Glasgow YES group ‘motivated’ after date set for proposed second Scottish independence referendum

A Glasgow YES group chief has said members are ‘enthused and motivated’ after a date was set for a proposed second Scottish independence referendum.

First Minister Nicola Sturgeon set out a roadmap to IndyRef2 at Holyrood on Tuesday, proposed October 19, 2023, as the date.

She has written to Prime Minister Boris Johnson to ask for formal consent for the vote to take place, but warned that she would press ahead with plans if this was not granted - with the Supreme Court being asked whether the Scottish Government has the power to hold a vote without the UK Government’s backing.

The convenor of YES Southside, Malcolm MacInnes, said he was “very excited” when the announcement was made, and said he expected members would be “enthused and motivated” now that a date had been put forward.
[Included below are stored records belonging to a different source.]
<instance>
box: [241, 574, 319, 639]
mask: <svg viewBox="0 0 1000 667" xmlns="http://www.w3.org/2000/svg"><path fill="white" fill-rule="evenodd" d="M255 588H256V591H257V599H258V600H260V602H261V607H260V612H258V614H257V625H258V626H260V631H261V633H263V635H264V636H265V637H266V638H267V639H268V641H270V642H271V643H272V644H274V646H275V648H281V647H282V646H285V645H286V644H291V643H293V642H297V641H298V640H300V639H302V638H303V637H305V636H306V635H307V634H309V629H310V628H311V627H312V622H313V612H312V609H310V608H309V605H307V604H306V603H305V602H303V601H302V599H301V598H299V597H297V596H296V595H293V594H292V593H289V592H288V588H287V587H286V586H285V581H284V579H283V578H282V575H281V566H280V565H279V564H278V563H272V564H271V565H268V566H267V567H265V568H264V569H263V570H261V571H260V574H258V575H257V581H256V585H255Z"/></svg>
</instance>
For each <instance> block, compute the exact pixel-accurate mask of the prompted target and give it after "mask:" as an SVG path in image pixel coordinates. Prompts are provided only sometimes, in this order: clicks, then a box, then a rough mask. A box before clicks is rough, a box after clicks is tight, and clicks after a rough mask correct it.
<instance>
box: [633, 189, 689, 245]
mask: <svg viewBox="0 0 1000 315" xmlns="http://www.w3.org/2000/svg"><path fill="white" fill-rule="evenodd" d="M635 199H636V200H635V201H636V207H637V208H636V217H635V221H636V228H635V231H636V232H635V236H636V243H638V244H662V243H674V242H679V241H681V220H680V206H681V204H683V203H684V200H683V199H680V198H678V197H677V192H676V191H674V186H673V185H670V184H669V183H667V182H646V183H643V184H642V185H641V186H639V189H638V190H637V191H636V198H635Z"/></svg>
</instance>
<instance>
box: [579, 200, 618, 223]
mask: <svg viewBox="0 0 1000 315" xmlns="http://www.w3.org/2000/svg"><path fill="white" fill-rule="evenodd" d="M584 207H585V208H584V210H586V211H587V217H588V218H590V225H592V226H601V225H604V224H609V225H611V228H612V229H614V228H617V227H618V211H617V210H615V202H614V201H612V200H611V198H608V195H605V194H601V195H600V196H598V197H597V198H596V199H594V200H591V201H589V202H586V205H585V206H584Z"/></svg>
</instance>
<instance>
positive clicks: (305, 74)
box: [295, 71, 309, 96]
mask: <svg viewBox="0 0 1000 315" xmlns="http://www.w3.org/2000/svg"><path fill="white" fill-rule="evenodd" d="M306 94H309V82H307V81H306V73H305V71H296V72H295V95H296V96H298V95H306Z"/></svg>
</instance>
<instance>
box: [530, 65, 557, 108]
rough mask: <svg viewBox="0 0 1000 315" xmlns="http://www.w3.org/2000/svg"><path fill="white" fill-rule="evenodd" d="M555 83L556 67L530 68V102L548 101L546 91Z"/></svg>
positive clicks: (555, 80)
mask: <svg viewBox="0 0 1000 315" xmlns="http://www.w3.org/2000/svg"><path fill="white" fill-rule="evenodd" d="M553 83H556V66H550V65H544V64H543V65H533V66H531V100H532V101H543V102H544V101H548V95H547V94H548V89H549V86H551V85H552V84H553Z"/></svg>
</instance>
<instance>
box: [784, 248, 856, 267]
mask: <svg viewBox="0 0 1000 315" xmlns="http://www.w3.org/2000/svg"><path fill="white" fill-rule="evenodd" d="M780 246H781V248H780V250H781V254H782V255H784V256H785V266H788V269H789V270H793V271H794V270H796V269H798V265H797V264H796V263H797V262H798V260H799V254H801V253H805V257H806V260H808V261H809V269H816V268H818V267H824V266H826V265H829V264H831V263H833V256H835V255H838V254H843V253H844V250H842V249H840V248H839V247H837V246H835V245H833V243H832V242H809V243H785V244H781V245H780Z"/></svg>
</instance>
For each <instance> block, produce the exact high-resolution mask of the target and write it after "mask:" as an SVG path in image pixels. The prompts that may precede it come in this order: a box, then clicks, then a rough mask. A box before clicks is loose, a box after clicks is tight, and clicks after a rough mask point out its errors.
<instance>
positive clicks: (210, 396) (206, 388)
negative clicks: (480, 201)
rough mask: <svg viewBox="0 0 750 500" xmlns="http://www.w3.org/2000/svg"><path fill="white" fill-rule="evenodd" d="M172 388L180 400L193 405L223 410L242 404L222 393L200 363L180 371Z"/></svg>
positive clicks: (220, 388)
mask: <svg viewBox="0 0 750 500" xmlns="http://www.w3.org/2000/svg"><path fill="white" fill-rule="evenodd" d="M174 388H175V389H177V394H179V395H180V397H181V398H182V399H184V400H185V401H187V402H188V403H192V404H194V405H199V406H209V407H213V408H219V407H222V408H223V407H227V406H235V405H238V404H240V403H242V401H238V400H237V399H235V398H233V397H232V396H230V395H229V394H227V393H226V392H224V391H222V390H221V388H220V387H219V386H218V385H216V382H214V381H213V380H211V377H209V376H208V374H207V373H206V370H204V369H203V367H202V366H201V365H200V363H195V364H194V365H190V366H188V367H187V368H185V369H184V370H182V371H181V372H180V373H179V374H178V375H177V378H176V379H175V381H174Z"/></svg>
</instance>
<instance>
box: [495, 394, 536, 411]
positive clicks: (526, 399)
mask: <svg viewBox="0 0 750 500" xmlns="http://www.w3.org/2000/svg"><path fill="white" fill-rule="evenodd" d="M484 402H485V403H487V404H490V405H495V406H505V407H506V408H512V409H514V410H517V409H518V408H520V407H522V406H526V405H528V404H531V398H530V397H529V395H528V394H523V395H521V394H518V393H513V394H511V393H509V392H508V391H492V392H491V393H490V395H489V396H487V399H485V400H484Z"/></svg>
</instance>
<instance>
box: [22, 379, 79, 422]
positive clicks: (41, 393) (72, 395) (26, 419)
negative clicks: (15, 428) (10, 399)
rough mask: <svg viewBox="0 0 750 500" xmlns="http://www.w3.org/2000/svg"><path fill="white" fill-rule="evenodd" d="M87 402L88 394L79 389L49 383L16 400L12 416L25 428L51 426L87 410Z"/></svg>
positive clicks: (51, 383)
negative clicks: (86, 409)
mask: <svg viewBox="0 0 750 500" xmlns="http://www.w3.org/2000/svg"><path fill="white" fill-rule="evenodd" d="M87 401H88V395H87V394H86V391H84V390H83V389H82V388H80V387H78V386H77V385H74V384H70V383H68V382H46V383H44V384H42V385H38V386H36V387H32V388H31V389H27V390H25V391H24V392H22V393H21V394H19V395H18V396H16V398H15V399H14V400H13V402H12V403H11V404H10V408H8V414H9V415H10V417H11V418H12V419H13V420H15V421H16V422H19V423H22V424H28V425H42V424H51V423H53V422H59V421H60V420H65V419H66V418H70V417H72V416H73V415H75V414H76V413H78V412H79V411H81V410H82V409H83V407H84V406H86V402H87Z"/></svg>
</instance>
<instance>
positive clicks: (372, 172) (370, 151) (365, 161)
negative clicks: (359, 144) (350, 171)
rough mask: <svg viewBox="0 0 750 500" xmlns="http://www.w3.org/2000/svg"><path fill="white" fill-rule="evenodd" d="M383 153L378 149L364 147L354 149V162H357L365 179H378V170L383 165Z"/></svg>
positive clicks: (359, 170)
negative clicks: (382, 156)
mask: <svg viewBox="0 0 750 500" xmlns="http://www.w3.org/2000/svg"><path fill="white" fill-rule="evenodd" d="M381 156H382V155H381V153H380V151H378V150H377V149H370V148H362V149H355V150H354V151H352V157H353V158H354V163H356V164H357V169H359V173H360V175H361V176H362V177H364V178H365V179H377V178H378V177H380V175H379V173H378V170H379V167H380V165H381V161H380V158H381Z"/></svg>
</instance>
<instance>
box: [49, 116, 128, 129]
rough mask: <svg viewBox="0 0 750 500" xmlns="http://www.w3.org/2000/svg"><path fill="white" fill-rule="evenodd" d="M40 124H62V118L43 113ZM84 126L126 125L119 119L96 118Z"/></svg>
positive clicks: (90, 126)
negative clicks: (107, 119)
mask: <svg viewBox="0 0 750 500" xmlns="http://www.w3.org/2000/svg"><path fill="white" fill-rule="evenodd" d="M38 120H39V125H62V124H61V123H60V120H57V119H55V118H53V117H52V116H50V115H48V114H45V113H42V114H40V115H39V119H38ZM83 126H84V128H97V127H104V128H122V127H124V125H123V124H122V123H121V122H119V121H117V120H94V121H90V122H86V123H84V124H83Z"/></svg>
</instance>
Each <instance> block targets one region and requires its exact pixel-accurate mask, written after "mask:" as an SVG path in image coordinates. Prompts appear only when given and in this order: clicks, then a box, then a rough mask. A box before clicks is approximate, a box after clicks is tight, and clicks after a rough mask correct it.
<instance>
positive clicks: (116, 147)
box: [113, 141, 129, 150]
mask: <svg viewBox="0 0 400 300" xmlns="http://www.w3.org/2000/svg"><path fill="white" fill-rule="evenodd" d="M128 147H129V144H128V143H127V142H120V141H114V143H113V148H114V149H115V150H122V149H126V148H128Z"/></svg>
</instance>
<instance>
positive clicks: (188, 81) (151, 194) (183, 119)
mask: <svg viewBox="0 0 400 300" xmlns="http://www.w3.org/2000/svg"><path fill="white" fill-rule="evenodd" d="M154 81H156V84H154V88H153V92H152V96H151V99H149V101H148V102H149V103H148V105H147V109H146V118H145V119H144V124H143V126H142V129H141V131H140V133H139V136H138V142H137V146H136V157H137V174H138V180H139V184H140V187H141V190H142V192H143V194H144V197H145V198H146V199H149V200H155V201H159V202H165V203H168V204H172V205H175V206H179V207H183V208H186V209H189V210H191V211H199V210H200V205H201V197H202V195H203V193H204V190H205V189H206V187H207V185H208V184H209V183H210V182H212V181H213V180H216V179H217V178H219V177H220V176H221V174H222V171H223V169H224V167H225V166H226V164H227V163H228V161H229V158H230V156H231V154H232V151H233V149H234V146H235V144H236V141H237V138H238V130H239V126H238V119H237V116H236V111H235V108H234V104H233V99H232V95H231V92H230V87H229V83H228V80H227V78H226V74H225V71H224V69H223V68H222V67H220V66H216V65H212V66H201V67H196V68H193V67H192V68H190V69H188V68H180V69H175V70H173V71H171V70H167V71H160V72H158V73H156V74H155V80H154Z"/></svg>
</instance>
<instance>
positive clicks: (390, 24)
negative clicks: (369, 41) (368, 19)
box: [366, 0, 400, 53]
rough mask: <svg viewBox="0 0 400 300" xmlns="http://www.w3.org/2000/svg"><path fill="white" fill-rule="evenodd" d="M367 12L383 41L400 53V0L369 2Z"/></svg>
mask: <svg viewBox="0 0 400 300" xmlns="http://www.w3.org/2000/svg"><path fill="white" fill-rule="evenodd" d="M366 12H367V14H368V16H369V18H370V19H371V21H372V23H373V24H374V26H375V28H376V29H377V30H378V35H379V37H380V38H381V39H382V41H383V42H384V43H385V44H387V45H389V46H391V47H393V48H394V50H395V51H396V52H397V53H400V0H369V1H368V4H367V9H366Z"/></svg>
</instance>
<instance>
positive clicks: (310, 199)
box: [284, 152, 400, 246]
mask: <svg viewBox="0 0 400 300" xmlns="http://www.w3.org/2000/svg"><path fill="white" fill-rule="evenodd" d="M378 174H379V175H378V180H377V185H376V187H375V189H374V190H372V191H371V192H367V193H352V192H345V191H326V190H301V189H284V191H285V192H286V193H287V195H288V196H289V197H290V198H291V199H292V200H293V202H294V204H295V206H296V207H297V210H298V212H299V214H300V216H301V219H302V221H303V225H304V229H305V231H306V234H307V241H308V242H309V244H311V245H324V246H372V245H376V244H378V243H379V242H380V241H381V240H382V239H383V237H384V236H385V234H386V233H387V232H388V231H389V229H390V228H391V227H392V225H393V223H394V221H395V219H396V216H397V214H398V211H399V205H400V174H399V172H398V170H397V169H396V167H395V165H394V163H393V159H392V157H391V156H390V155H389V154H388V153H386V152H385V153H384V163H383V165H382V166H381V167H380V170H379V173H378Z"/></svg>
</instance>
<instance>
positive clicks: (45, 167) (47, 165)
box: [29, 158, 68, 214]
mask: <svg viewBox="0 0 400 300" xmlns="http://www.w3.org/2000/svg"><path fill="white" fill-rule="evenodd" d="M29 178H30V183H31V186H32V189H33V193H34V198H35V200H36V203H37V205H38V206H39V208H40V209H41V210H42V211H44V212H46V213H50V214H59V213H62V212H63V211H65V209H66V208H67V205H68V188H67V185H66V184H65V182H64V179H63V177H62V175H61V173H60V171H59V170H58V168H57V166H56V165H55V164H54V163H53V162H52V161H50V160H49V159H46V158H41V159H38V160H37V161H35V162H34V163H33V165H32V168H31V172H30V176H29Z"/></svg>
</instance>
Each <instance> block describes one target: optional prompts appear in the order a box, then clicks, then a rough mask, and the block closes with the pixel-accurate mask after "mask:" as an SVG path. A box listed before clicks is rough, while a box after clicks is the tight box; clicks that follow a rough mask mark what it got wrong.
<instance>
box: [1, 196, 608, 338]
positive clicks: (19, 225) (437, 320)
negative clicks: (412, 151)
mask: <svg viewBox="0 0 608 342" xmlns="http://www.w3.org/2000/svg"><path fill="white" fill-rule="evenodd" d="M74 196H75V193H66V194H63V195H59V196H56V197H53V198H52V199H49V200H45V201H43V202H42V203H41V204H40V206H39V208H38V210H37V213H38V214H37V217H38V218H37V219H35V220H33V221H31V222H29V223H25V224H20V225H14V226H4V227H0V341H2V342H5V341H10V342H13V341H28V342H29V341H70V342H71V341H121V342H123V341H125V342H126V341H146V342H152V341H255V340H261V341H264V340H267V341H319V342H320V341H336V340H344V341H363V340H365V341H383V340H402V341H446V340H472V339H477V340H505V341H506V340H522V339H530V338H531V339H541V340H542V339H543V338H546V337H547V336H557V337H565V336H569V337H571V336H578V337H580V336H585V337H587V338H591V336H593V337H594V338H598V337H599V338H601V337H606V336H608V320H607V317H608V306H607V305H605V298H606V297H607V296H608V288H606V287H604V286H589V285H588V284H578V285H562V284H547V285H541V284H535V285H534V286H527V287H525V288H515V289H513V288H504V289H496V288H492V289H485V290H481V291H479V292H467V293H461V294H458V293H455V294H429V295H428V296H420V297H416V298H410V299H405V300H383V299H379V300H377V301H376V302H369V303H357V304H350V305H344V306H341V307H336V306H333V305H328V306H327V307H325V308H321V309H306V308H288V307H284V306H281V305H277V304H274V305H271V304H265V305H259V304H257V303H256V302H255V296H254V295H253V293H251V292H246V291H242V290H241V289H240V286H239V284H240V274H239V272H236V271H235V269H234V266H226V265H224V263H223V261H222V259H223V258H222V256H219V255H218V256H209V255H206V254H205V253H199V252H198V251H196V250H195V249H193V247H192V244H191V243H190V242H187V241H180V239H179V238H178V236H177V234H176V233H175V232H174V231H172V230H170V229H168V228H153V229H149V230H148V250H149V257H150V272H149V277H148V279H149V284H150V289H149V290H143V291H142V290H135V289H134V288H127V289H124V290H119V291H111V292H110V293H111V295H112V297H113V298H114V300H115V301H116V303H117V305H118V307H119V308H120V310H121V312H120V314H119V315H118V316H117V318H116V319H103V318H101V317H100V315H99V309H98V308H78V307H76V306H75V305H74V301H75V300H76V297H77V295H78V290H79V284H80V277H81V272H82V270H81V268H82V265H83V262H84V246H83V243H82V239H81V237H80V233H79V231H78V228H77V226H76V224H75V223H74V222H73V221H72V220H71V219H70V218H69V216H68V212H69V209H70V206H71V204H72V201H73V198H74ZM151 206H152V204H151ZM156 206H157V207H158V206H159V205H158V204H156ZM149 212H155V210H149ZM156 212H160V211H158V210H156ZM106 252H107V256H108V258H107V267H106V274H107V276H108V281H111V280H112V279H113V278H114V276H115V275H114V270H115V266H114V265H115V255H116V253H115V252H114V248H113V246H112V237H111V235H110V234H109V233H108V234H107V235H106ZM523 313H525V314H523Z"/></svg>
The Yes campaign is preparing for IndyRef2.

“Democracy has to prevail,” he said. “They (UK Government) seem to think they can block democracy for as long as they wish.”

Mr MacInnes said that he expects Scotland to vote Yes the second time round - with around 55 per cent in favour of leaving the United Kingdom.

In 2014, 55 per cent of voters chose No and opted to remain as part of the UK, but Mr MacInnes said a number of things have changed since then that might persuade people to change sides.

A study after the result found that while 53 per cent of men voted Yes, 57 per cent of women voted No.

The YES group convenor said Brexit and the performance of the UK Government over the last couple of years could persuade more women and residents from EU countries to support independence.

With nine years between the 2014 vote and the proposed 2023 vote, there will also be a new generation of young voters who could make a difference.

“It could make a big difference,” said Mr MacInnes. “I read it might make as much as a 5 per cent difference. We have to make sure that young people go out and vote.”

Another difference from 2014 is the starting point for the YES campaign. Recent polls have been close - one week favouring independence, the next week remaining in the union. It’s much closer than 2013, when support for independence was often polling in the 30s.

“I wouldn’t dispute polls showing roughly 50/50,” Mr MacInnes said. “But there’s a soft underbelly to some of the No vote, people who might be persuaded to vote Yes.”